Conflicts of Interest at Plastic Surgery Conferences: Disclosure of its Extent and Nature
Grace Ha, BS, Rachel Gray, BS, Neil Tanna, MBA, MD, Armen K. Kasabian, MD.
Division of Plastic & Reconstructive Surgery, Northwell Health, Donald and Barbara Zucker School of Medicine, New Hyde Park, NY, USA.
BACKGROUND: Relationships between physicians and industry are helpful for both research funding and the advancement of new ideas, however they pose the risk for potential conflicts of interest (COI). The Physician Payments Sunshine Act of 2010 established the open payments database to report the payments to health care providers by biomedical companies to encourage transparency into potential COIs. However, industry relationships can still have profound impacts on research funding, topics, and outcomes. Little research has been done regarding the role of biomedical companies at medical conferences. This study seeks to evaluate the role of industry at conferences by comparing the amount of payments received by speakers at the American Society of Aesthetic Plastic Surgeons (ASAPS), the American Society of Plastic Surgeons (ASPS), and the American Society for Reconstructive Microsurgeons (ASRM) annual conferences with that of an average plastic surgeon. This study also compares the amount of money contributed by different companies to assess for the largest contributors.
METHODS: General payments received by physicians who were speakers at the 2017 ASAPS, ASPS, and ASRM conferences were collected from the open payments. Speakers included those listed on the conference programs as chair, instructor, lecturer, moderator, panelist, and presenter. Mean payments received at each conference were calculated and t-tests evaluated differences between the conferences and the average plastic surgeon. An ANOVA tested for differences in payments across conferences. The total amount of payments made by each company was also collected through the Open Payments Database, and z tests identified which companies paid significantly more than the others.

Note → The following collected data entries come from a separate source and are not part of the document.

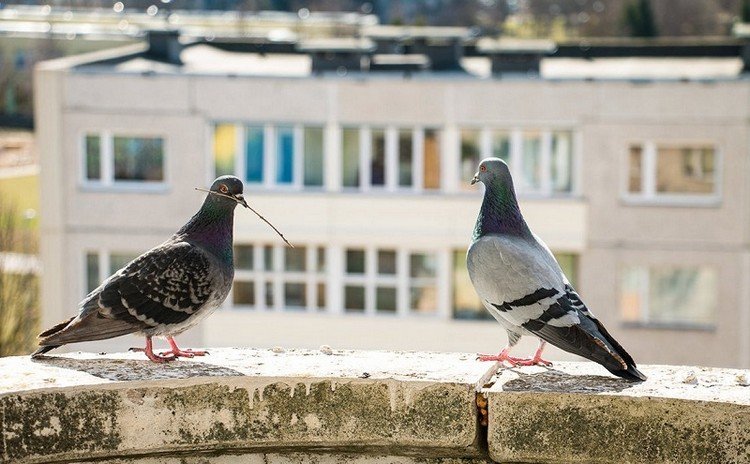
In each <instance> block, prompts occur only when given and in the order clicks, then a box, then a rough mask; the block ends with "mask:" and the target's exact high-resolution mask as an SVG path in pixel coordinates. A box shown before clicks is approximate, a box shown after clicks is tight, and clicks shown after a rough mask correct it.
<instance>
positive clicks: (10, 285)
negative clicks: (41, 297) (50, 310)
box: [0, 200, 39, 356]
mask: <svg viewBox="0 0 750 464" xmlns="http://www.w3.org/2000/svg"><path fill="white" fill-rule="evenodd" d="M21 225H22V219H21V215H20V213H19V212H18V210H17V208H15V206H13V205H12V204H10V203H9V202H8V201H7V200H6V201H3V200H0V356H9V355H14V354H23V353H28V352H29V351H30V350H31V348H32V347H33V346H34V340H35V338H36V333H37V331H38V323H39V278H38V276H37V275H36V273H35V269H34V266H30V265H26V264H25V263H26V262H29V261H32V260H33V258H34V256H33V255H31V254H30V252H31V251H32V250H35V249H36V244H35V243H34V242H35V239H34V238H33V237H32V235H30V234H29V233H27V232H28V231H25V230H22V228H21Z"/></svg>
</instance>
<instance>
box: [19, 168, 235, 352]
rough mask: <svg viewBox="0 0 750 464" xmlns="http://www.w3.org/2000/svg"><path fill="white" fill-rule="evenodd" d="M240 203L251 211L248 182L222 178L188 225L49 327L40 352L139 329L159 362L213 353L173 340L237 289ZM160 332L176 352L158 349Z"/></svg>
mask: <svg viewBox="0 0 750 464" xmlns="http://www.w3.org/2000/svg"><path fill="white" fill-rule="evenodd" d="M238 204H240V205H243V206H245V207H248V208H249V206H248V205H247V202H246V201H245V199H244V197H243V195H242V182H241V181H240V180H239V179H238V178H236V177H234V176H223V177H219V178H218V179H216V180H215V181H214V183H213V185H212V186H211V189H210V193H209V195H208V196H207V197H206V199H205V201H204V202H203V206H201V209H200V210H199V211H198V213H196V214H195V216H193V217H192V218H191V219H190V221H188V223H187V224H185V225H184V226H183V227H182V228H181V229H180V230H179V231H177V233H176V234H174V235H173V236H172V238H170V239H169V240H167V241H166V242H164V243H162V244H161V245H159V246H157V247H155V248H152V249H151V250H149V251H147V252H146V253H144V254H142V255H141V256H139V257H138V258H136V259H134V260H133V261H131V262H130V263H128V264H127V265H126V266H125V267H123V268H122V269H120V270H119V271H117V272H116V273H115V274H114V275H112V276H111V277H109V278H108V279H107V280H105V281H104V282H103V283H102V284H101V285H100V286H99V287H98V288H97V289H95V290H94V291H92V292H91V293H89V294H88V296H86V298H85V299H84V300H83V301H82V302H81V303H80V306H79V313H78V315H77V316H75V317H72V318H71V319H69V320H67V321H65V322H62V323H60V324H58V325H56V326H54V327H52V328H51V329H49V330H46V331H44V332H42V333H41V334H40V335H39V336H40V338H41V339H40V341H39V349H38V350H37V351H36V352H34V354H32V357H38V356H40V355H43V354H44V353H47V352H48V351H50V350H53V349H55V348H58V347H60V346H62V345H66V344H68V343H78V342H86V341H92V340H103V339H107V338H113V337H119V336H120V335H126V334H133V333H135V334H141V335H143V336H145V337H146V347H145V348H144V349H143V351H144V352H145V353H146V356H148V358H149V359H151V360H152V361H154V362H165V361H171V360H174V359H175V358H177V357H180V356H182V357H193V356H201V355H204V354H206V353H205V352H204V351H193V350H189V349H188V350H181V349H180V348H178V347H177V344H176V343H175V341H174V338H173V337H174V336H175V335H178V334H180V333H182V332H184V331H186V330H187V329H189V328H191V327H193V326H194V325H195V324H197V323H198V322H200V321H201V320H202V319H203V318H205V317H206V316H208V315H210V314H211V313H212V312H213V311H214V310H215V309H216V308H218V307H219V305H221V303H222V302H223V301H224V299H225V298H226V297H227V295H228V294H229V289H230V287H231V285H232V279H233V277H234V264H233V260H232V229H233V223H234V208H235V207H236V206H237V205H238ZM154 336H164V337H166V338H167V341H168V342H169V344H170V346H171V350H169V351H166V352H163V353H160V354H155V353H154V352H153V346H152V342H151V338H152V337H154ZM138 351H141V350H140V349H138Z"/></svg>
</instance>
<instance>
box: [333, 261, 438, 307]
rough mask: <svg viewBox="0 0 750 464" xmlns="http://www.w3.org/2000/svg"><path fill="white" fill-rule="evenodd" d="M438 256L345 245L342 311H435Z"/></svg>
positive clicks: (436, 284)
mask: <svg viewBox="0 0 750 464" xmlns="http://www.w3.org/2000/svg"><path fill="white" fill-rule="evenodd" d="M436 267H437V256H436V254H435V253H432V252H406V251H403V250H396V249H391V248H380V249H372V248H368V249H365V248H347V249H346V250H345V253H344V268H343V269H344V277H343V287H344V288H343V301H344V312H346V313H365V314H400V315H406V314H410V313H411V314H416V313H426V314H435V313H436V312H437V307H438V302H437V294H438V293H437V277H436V275H437V270H436Z"/></svg>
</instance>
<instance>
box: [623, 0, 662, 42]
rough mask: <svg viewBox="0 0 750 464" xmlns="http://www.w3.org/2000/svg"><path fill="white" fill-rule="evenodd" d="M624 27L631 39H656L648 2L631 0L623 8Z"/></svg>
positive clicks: (653, 15) (654, 30) (654, 29)
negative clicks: (624, 12)
mask: <svg viewBox="0 0 750 464" xmlns="http://www.w3.org/2000/svg"><path fill="white" fill-rule="evenodd" d="M625 26H626V27H627V28H628V30H629V31H630V35H631V36H632V37H656V36H657V35H659V34H658V31H657V29H656V22H655V21H654V12H653V10H652V9H651V2H650V1H649V0H633V1H631V2H629V3H628V4H627V5H626V6H625Z"/></svg>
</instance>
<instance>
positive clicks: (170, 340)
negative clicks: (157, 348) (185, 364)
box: [159, 337, 209, 358]
mask: <svg viewBox="0 0 750 464" xmlns="http://www.w3.org/2000/svg"><path fill="white" fill-rule="evenodd" d="M167 341H168V342H169V346H171V347H172V349H171V350H169V351H163V352H161V353H159V354H161V355H162V356H164V355H172V356H174V357H176V358H178V357H179V358H194V357H196V356H205V355H207V354H209V353H208V351H198V350H191V349H189V348H188V349H186V350H182V349H180V347H178V346H177V342H175V341H174V338H172V337H167Z"/></svg>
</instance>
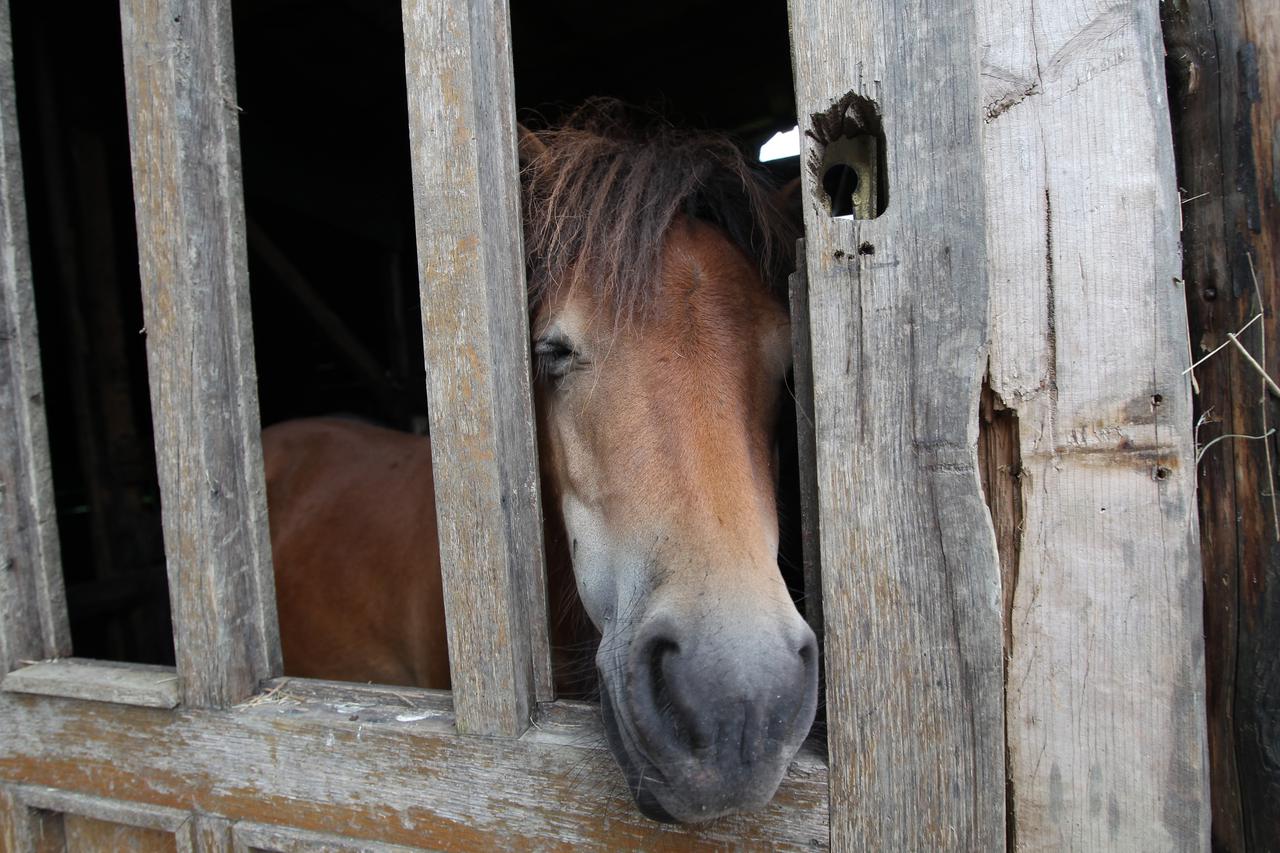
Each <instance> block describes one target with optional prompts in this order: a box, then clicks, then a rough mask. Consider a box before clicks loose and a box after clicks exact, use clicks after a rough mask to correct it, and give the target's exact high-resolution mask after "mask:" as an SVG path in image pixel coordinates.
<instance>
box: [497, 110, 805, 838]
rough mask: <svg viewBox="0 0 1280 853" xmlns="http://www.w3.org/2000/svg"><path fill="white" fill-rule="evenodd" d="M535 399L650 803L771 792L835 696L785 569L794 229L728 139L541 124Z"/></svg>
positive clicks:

RESULTS: The mean (and median) general payments made to conference speakers at ASAPS (n=75), ASPS (n=249), and ASRM (n=121) were $75,577 ($861), $27,562 ($1,021), and $16,725 ($652), respectively. These mean and median payments made to speakers were significantly different (p<0.001 for all) from those of the average plastic surgeon ($4,441 and $327), but not significantly different from each other (p =0.20). Allergan contributed significantly more than other companies to speakers at ASPS and ASAPS, while LifeCell Corporation, Zimmer Biomet Holdings, and Axogen contributed significantly more to speakers at ASRM.
CONCLUSIONS: Payments to physicians at ASAPS, ASPS, and ASRM were significantly higher than those of an average plastic surgeon. Additionally, certain companies paid significantly more than their peers at each conference. Given these findings, speakers should strive to make clear the extent and nature of their conflicts of interest when presenting at conferences.